Commentaire d'un lecteur du Grand Soir à l'annonce du passage de relais de Viktor Dedaj, 29 mars 2026.
Il arrive un moment où il faut savoir tourner la page. Ce qui ne signifie pas oublier ce qui y était écrit.
Le 29 mars 2026, notre ami Viktor Dedaj annonçait qu'il passait la main au Grand Soir, dont il avait repris les rênes à la fin de 2007.
Près de vingt années pendant lesquelles il aura appliqué une devise qui lui ressemble bien :
« Il ne faut pas se prendre trop au sérieux mais il faut prendre ses combats très au sérieux. »
Parmi ses combats, il y eut celui pour Julian Assange.
Les lecteurs de Libérons Assange connaissent Viktor.
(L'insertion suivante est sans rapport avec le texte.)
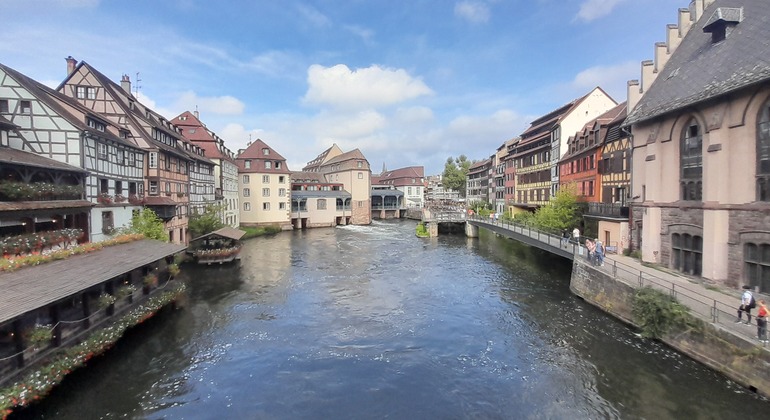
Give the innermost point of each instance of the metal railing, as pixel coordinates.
(707, 304)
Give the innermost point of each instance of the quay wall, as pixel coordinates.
(737, 358)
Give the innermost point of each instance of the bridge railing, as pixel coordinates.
(707, 304)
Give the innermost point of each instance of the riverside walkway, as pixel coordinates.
(714, 304)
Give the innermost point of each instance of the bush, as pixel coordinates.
(657, 313)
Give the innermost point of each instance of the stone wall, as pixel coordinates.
(739, 359)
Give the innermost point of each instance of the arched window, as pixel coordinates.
(687, 253)
(691, 162)
(763, 153)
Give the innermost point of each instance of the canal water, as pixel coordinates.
(371, 322)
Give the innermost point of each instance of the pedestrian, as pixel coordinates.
(599, 252)
(762, 321)
(591, 247)
(747, 302)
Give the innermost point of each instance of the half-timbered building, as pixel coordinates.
(166, 173)
(57, 127)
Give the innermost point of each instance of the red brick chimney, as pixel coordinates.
(125, 83)
(71, 63)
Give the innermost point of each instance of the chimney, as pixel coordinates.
(125, 83)
(71, 63)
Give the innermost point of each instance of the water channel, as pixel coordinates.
(364, 322)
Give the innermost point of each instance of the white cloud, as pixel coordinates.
(474, 12)
(612, 78)
(223, 105)
(368, 87)
(594, 9)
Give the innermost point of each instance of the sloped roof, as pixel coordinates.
(20, 157)
(700, 70)
(57, 101)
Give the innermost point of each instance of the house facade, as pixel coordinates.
(54, 126)
(353, 171)
(409, 180)
(701, 150)
(166, 176)
(265, 184)
(225, 170)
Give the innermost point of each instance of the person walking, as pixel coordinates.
(747, 302)
(599, 252)
(762, 322)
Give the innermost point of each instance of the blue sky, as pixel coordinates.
(407, 82)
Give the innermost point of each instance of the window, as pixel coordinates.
(763, 153)
(756, 263)
(691, 162)
(687, 253)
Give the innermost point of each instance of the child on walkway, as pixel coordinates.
(762, 322)
(746, 306)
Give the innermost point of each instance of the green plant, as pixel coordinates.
(173, 269)
(39, 335)
(150, 280)
(657, 313)
(105, 300)
(125, 291)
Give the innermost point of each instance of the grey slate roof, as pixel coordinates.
(699, 70)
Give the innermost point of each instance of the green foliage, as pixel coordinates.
(147, 223)
(657, 313)
(422, 231)
(253, 232)
(455, 171)
(207, 221)
(560, 213)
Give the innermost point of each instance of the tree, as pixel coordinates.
(147, 223)
(560, 213)
(455, 173)
(207, 221)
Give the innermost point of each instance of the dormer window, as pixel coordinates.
(722, 22)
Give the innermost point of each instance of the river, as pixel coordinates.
(371, 322)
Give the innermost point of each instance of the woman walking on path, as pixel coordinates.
(762, 322)
(747, 301)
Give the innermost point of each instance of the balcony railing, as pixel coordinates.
(607, 209)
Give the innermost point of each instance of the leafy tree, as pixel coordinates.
(207, 221)
(455, 172)
(560, 213)
(146, 222)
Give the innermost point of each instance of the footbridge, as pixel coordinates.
(450, 218)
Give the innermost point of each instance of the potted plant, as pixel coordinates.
(39, 335)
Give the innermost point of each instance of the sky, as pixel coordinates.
(409, 83)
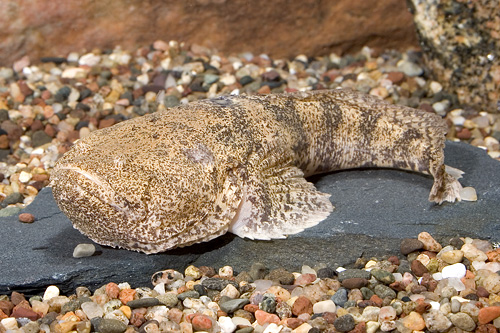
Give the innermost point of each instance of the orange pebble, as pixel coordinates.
(126, 295)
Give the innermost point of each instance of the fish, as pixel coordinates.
(238, 164)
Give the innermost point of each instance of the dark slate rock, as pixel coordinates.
(282, 276)
(354, 273)
(326, 273)
(375, 210)
(268, 303)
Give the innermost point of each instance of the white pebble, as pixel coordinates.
(92, 309)
(9, 323)
(51, 291)
(456, 284)
(83, 250)
(89, 59)
(468, 194)
(324, 306)
(456, 270)
(160, 288)
(230, 291)
(240, 321)
(25, 177)
(273, 328)
(435, 87)
(226, 325)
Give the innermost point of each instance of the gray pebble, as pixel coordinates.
(217, 284)
(9, 211)
(248, 329)
(104, 325)
(232, 305)
(383, 276)
(40, 138)
(344, 323)
(83, 250)
(354, 273)
(143, 302)
(462, 321)
(168, 299)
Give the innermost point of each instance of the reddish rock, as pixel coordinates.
(264, 317)
(201, 323)
(488, 314)
(40, 28)
(302, 305)
(112, 290)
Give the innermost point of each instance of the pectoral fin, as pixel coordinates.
(278, 201)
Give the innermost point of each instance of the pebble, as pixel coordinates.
(344, 323)
(462, 321)
(409, 245)
(83, 250)
(457, 270)
(26, 218)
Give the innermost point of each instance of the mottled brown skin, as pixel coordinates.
(192, 173)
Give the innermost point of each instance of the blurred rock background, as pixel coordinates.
(279, 28)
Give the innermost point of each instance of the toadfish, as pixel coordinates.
(238, 164)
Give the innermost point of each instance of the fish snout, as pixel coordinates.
(96, 208)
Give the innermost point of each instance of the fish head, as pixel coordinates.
(148, 200)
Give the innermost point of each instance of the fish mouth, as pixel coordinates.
(95, 208)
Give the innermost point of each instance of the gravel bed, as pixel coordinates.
(47, 105)
(427, 287)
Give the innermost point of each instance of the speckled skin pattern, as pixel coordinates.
(192, 173)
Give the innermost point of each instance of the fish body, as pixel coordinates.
(237, 163)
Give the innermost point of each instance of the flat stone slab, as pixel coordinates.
(375, 209)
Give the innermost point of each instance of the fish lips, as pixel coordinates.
(95, 208)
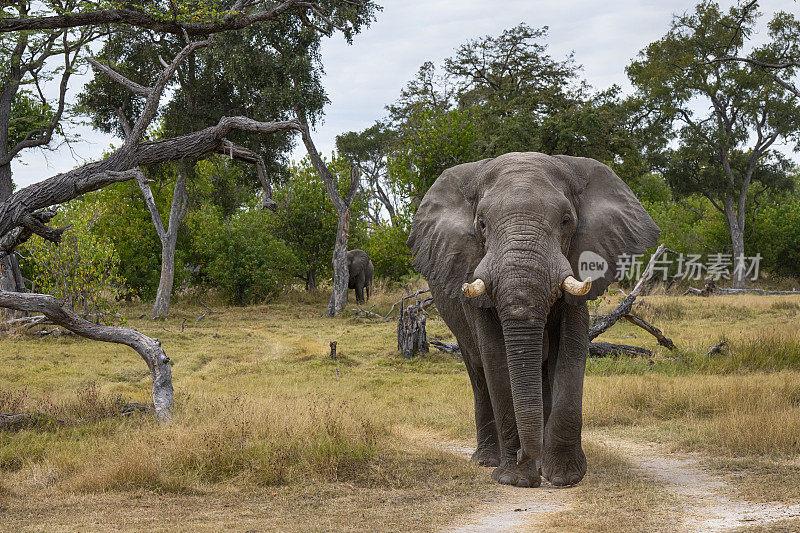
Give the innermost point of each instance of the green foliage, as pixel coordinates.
(83, 270)
(776, 236)
(126, 223)
(430, 141)
(27, 114)
(722, 153)
(237, 256)
(690, 226)
(387, 249)
(306, 219)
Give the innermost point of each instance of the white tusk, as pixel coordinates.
(578, 288)
(476, 288)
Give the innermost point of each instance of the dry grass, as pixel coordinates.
(611, 494)
(271, 433)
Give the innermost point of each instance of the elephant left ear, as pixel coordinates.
(612, 224)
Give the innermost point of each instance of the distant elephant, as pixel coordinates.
(361, 270)
(500, 242)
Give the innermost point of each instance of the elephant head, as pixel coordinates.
(508, 233)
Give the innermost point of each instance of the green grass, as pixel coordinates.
(261, 409)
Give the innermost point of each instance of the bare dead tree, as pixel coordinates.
(29, 65)
(242, 14)
(168, 237)
(20, 212)
(150, 349)
(342, 205)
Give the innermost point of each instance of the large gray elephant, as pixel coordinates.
(361, 270)
(500, 242)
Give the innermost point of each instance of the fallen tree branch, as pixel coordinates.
(624, 308)
(654, 331)
(150, 349)
(25, 322)
(19, 421)
(448, 347)
(606, 349)
(717, 348)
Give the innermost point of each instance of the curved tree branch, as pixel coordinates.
(150, 349)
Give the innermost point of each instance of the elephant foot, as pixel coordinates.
(488, 456)
(510, 473)
(564, 467)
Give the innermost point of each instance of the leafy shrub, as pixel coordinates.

Ses textes ont largement nourri ce site, et il fut aussi à nos côtés dans nombre de nos actions. Traducteur quand il le fallait, intervenant dans nos rencontres et projections, complice de John Shipton et ami fidèle : difficile pour nous d'évoquer ces années sans qu'il apparaisse quelque part.
Sous son dernier billet, un lecteur, Vincent, lui a laissé le commentaire reproduit ci-dessus. Nous l'avons trouvé particulièrement juste. Il y parle de transmission, de combat, d'espoir et de cet endroit rare où l'on peut entendre, comme chez Brel : « Non Jef, t'es pas tout seul… »
À notre tour, nous savons ce que signifie tourner une page.
Julian Assange est libéré. La mobilisation qui fut la raison d'être de ce site appartient désormais à l'histoire. Libérons Assange va donc progressivement devenir la mémoire de cette mobilisation.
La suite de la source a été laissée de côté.